All pages are backed by a JSON API. You can query these endpoints directly for scripting or integration with other monitoring tools.

Cluster-wide

EndpointMethodDescription
/api/topologyGETList all nodes with hostname, IP, CPU/RAM/GPU utilization
/api/systemGETHigh-level system overview (connected, worker/queue/blocked/processed counts)
/api/workersGETPer-worker stats plus a fleet summary (local node)
/api/poolsGETPool list from the compose section of the config
/api/configGETFull active configuration as JSON

Per-node

EndpointMethodDescription
/api/node/<id>/workersGETWorker stats for a specific node
/api/node/<id>/system_statsGETSystem resource utilization entries for a specific node
/api/node/<id>/bdev_statsGETBlock device stats for a specific node

Node Management

EndpointMethodDescription
/api/topology/node/<id>/shutdownPOSTGracefully shut down a node via SSH
/api/topology/node/<id>/restartPOSTRestart a node via SSH

Shutdown and restart are performed by SSHing from the dashboard host to the target node and running chimaera runtime stop or chimaera runtime restart.

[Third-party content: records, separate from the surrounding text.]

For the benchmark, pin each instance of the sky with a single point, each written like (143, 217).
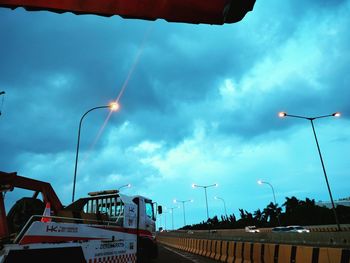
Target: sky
(198, 104)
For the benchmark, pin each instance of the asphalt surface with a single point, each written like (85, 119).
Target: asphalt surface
(169, 255)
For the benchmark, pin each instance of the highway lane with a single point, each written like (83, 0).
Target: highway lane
(167, 255)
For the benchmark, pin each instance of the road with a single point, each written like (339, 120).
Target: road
(167, 254)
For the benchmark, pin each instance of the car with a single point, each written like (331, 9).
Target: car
(290, 229)
(251, 229)
(280, 229)
(298, 229)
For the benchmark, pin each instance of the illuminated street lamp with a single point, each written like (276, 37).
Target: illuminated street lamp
(183, 207)
(123, 186)
(113, 106)
(172, 216)
(311, 119)
(274, 197)
(205, 191)
(219, 198)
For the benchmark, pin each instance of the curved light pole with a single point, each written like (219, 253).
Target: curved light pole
(172, 216)
(219, 198)
(205, 191)
(183, 207)
(311, 119)
(274, 197)
(114, 106)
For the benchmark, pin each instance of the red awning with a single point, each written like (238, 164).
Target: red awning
(185, 11)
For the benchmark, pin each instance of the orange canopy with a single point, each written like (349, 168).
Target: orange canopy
(186, 11)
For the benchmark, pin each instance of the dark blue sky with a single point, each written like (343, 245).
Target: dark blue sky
(200, 105)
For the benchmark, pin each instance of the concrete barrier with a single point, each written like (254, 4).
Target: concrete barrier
(257, 253)
(249, 252)
(231, 251)
(218, 250)
(224, 251)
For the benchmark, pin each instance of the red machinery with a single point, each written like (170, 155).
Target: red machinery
(9, 181)
(185, 11)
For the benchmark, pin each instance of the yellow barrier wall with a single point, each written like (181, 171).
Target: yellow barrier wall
(246, 252)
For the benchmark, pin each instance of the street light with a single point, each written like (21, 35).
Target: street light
(205, 191)
(113, 106)
(172, 215)
(274, 197)
(311, 119)
(126, 185)
(183, 207)
(219, 198)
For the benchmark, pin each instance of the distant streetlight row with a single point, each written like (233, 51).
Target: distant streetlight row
(114, 106)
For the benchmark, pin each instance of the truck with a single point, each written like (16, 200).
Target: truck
(104, 226)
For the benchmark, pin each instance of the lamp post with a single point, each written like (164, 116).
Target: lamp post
(219, 198)
(123, 186)
(172, 216)
(183, 207)
(113, 106)
(274, 197)
(205, 191)
(311, 119)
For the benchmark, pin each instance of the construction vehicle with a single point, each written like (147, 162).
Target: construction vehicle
(105, 226)
(214, 12)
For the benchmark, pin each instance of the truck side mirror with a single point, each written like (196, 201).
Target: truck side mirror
(160, 209)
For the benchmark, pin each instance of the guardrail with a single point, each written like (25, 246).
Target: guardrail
(249, 252)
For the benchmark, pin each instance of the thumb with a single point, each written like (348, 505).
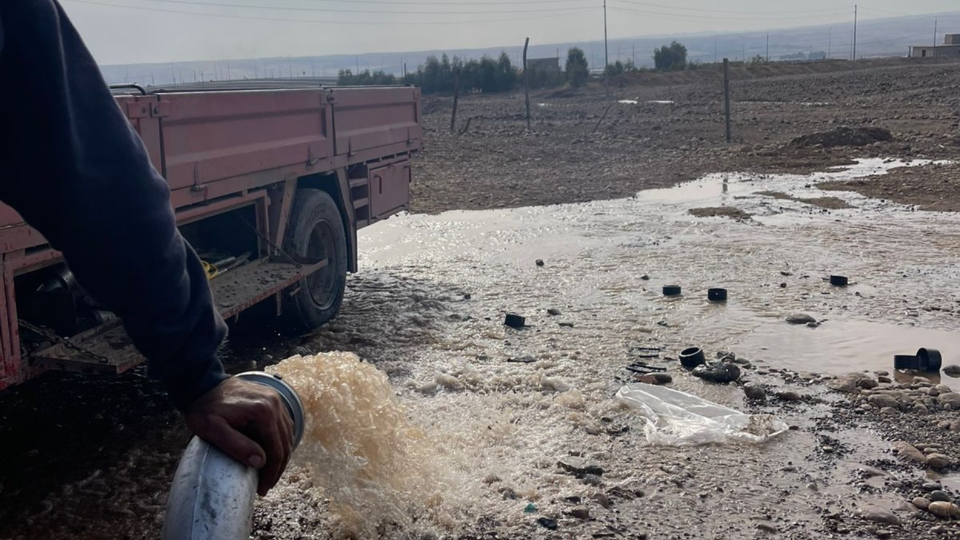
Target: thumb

This avoids the problem of a node killing itself mid-RPC. The SSH connection uses StrictHostKeyChecking=no and ConnectTimeout=5.

Shutdown response:

{
"success": true,
"returncode": 0,
"stdout": "",
"stderr": ""
}

Exit codes 0 and 134 (SIGABRT from std::abort() in InitiateShutdown) are both treated as success.

Restart uses nohup so the SSH session returns immediately while the node restarts in the background.

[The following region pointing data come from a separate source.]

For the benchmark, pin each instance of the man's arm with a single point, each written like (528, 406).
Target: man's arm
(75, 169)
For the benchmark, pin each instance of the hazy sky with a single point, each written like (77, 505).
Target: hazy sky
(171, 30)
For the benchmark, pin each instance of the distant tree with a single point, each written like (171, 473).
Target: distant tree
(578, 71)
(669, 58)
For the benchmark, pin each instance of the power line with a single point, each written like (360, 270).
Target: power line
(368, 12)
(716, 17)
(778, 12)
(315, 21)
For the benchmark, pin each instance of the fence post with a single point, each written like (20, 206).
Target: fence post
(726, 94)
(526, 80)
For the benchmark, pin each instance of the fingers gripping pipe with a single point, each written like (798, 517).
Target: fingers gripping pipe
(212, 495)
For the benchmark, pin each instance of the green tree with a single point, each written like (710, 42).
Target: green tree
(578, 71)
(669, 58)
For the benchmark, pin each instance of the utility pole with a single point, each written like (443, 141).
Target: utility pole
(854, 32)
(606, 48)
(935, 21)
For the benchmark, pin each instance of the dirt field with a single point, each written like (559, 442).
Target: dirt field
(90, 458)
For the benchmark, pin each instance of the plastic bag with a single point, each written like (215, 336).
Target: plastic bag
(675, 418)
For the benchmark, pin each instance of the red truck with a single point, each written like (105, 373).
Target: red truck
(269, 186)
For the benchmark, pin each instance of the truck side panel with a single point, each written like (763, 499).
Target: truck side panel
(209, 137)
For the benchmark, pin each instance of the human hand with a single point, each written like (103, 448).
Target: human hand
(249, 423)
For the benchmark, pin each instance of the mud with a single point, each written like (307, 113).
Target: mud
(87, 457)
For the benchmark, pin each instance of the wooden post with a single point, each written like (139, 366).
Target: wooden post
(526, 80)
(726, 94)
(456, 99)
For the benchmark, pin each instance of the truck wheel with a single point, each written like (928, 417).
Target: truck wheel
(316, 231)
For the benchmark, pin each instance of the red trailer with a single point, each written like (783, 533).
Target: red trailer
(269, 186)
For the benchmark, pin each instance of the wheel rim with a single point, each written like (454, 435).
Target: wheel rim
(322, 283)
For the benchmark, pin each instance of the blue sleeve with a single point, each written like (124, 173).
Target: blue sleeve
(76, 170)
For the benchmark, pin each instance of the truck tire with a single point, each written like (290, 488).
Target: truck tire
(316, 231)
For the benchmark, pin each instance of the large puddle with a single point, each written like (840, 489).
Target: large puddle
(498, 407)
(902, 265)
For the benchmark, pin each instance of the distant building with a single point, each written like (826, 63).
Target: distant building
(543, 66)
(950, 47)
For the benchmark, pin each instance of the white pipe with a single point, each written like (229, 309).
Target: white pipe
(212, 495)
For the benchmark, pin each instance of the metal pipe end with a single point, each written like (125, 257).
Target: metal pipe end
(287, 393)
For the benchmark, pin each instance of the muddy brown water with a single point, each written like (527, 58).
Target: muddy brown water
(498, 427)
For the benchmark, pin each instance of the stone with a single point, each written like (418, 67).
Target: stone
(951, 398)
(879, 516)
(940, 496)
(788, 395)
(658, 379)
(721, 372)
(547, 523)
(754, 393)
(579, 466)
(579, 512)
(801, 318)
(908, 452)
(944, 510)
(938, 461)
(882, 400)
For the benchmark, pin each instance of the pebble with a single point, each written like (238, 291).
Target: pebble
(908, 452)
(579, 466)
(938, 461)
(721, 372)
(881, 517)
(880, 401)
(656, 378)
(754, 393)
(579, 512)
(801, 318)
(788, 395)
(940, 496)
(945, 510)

All endpoints return Content-Type: application/json. On error they return an appropriate HTTP status code (e.g., 503 if the runtime is unreachable, 404 if a node is not found) with an "error" field in the response body.

Examples

# Get cluster topology
curl http://127.0.0.1:5000/api/topology

# Get system overview
curl http://127.0.0.1:5000/api/system

# Get worker stats for node 2
curl http://127.0.0.1:5000/api/node/2/workers

# Shut down node 3
curl -X POST http://127.0.0.1:5000/api/topology/node/3/shutdown

# Restart node 3
curl -X POST http://127.0.0.1:5000/api/topology/node/3/restart

Configuration File Discovery

The dashboard reads the same config file as the runtime, using the same search order:

SourcePriority
CHI_SERVER_CONF environment variable1st
WRP_RUNTIME_CONF environment variable2nd
~/.chimaera/chimaera.yaml3rd

See Configuration for details on the config file format.

Connection Lifecycle

The dashboard connects to the runtime lazily — on the first request that needs live data. If the runtime is not yet running when the dashboard starts, it will show a disconnected state and retry on subsequent requests. Shutdown is handled automatically via atexit so the client is finalized cleanly when the server process exits.

Docker / Remote Access

When running the runtime inside Docker or on a remote host, bind the dashboard to all interfaces and forward the port:

# On the host running the runtime
python -m context_visualizer --host 0.0.0.0 --port 5000
# docker-compose.yml — expose the dashboard port alongside the runtime
services:
iowarp:
image: iowarp/deploy-cpu:latest
ports:
- "9413:9413" # Chimaera RPC
- "5000:5000" # Dashboard
command: >
bash -c "chimaera runtime start &
python -m context_visualizer --host 0.0.0.0"
warning

The dashboard has no authentication. Do not expose it on a public network without a reverse proxy that enforces access control.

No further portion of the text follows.